Google Chrome 25 Will Serve Searches Over SSL From the Omnibox For All Users 101
An anonymous reader writes "Google on Friday announced yet another security improvement for Chrome 25. In addition to killing silent extension installation, the omnibox in Google's browser will send all searches over a Secure Sockets Layer (SSL) connection. Chrome already does this for users who are signed in to Google: when they search from the address bar, their queries are sent over HTTPS. As of Chrome 25, however, the same will happen for users who aren't signed in to Google."

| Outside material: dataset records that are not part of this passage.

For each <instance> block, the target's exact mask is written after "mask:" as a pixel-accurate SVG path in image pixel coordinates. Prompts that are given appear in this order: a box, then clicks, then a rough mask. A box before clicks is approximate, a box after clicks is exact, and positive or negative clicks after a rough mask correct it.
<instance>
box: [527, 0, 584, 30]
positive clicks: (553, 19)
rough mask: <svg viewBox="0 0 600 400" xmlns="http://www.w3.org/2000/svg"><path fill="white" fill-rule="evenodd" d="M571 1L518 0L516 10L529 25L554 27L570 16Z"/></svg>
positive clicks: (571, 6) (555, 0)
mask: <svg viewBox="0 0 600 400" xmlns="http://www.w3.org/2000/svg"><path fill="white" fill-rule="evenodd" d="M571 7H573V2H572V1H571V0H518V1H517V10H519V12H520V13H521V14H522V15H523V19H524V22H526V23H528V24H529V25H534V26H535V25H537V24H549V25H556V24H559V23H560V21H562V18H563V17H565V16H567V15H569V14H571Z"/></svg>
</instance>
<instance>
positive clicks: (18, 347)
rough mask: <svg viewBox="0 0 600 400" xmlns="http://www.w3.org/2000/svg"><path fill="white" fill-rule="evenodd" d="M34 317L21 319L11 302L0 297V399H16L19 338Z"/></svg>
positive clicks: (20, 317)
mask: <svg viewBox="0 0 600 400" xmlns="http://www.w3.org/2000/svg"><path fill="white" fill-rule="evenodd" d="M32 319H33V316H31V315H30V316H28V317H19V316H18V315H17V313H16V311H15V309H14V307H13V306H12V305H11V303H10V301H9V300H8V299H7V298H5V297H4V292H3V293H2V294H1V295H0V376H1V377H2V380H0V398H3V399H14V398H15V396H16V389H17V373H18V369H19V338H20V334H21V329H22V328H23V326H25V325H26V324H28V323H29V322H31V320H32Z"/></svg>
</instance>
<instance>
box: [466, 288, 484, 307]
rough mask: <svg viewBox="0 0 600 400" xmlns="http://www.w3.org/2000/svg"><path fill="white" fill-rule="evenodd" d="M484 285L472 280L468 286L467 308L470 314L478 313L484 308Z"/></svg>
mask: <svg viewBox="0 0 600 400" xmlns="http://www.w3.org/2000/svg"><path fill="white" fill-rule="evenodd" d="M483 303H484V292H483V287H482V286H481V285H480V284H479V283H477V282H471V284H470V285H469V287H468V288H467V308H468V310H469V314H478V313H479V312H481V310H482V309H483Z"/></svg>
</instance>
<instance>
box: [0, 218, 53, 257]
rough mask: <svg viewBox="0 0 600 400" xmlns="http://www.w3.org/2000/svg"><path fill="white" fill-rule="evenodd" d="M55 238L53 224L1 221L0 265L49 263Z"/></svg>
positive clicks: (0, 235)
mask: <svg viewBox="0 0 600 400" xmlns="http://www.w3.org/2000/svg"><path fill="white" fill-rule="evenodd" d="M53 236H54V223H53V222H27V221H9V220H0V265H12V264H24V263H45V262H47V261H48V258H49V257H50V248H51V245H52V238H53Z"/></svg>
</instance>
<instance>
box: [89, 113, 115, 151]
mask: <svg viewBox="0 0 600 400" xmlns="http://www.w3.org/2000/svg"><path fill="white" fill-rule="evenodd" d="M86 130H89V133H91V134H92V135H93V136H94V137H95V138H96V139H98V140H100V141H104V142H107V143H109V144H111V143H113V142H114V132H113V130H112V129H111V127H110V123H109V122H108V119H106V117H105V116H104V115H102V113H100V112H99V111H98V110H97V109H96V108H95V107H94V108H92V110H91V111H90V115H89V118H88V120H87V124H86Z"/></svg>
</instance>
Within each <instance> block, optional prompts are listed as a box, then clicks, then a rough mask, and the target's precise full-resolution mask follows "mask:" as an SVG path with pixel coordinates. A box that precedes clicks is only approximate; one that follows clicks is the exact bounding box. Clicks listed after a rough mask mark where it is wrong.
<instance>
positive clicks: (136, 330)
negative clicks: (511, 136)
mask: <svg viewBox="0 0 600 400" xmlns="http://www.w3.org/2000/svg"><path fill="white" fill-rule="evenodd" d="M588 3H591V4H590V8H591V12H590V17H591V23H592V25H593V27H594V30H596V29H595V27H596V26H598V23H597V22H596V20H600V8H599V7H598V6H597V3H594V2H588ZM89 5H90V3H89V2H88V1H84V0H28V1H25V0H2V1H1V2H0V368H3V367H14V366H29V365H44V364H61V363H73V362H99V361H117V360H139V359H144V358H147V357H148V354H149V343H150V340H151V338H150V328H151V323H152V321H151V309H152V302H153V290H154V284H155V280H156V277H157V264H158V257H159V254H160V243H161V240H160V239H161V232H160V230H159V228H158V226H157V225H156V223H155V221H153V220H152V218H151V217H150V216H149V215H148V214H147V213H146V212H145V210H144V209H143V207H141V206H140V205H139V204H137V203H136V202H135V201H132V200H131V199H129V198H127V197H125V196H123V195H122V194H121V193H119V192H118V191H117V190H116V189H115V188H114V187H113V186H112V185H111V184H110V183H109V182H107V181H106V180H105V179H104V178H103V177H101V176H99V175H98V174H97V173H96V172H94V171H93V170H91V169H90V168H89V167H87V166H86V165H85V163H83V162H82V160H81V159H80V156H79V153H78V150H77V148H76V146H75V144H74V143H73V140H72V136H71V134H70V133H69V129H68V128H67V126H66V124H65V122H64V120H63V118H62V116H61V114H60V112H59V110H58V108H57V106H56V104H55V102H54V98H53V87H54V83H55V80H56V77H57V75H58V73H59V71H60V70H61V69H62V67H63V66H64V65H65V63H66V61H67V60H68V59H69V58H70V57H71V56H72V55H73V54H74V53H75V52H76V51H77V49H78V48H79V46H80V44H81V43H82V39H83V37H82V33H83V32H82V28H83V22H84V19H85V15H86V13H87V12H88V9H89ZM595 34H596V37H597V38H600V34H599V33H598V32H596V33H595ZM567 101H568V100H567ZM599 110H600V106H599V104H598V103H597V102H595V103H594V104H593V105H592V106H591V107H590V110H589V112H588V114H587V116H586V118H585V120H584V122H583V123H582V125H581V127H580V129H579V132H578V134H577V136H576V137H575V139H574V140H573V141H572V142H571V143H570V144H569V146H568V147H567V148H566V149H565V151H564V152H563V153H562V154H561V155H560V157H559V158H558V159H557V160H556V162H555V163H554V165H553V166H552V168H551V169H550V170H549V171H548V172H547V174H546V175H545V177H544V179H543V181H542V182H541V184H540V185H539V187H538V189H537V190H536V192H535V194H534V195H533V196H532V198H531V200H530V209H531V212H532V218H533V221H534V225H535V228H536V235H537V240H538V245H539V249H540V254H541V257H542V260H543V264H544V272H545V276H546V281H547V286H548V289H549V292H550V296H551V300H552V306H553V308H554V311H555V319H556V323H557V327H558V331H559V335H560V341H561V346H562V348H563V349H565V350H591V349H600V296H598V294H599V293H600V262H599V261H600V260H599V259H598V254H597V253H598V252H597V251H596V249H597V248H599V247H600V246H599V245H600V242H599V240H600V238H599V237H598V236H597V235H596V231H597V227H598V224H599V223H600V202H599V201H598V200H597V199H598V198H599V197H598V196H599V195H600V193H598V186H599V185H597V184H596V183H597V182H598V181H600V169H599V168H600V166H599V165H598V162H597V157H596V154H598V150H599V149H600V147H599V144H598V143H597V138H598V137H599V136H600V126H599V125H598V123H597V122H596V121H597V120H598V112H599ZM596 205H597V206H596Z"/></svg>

Re:Great (Score:3, Informative)
Not like that other internet site that sells everything about you except your underwear to the highest bidder, and forces you to use your real name for everything.
I think you mean to imply that Google do in fact sell information about you and I don't think there's any evidence of that. They gather as much info as they can, they use it and aim to profit from it by advertising to you - and that may be bad enough - but as far as I can tell they don't sell it to anyone else, rather they hoard it and preserve it as their own goldmine. Am I wrong?
Re:Version 25??? (Score:4, Informative)
1) Chrome is not open source. It is based on Chromium, which is open sourced, but the build Google takes is not identical code. They can put anything in it they wish.
2) Fiddler is a proxy, as such, the browser will know it is not directly connected.
3) Even if one could capture all data as it would normally travel, it doesn't mean one would be able to understand everything it sends. If a blob of data goes to Google at some point, especially when already connecting to their servers with every other page doing adsense, exactly how are we mere, non-Google mortals going to know it is all above-the-board?
4) Again, RLZ might be open source, but their COMPILE of CHROME that contains it is not... so what you see might not be what you get. Open-source projects, like Firefox, Linux, OpenOffice, etc, are examined and compiled by third parties and not primarily distributed as a owner/maker binary. Even Chromium seems to be obfuscated in ways that make it unsuitable for others to compile and distribute: http://ostatic.com/blog/making-projects-easier-to-package-why-chromium-isnt-in-fedora [ostatic.com]
I am not saying Chrome *is* spyware. But I am saying it has the ability to be, and it might be, and we can't really know. It is being released by a company who has a lot to gain by gathering as much info as possible, and a lot of practice doing so (and a huge, unquestioning following).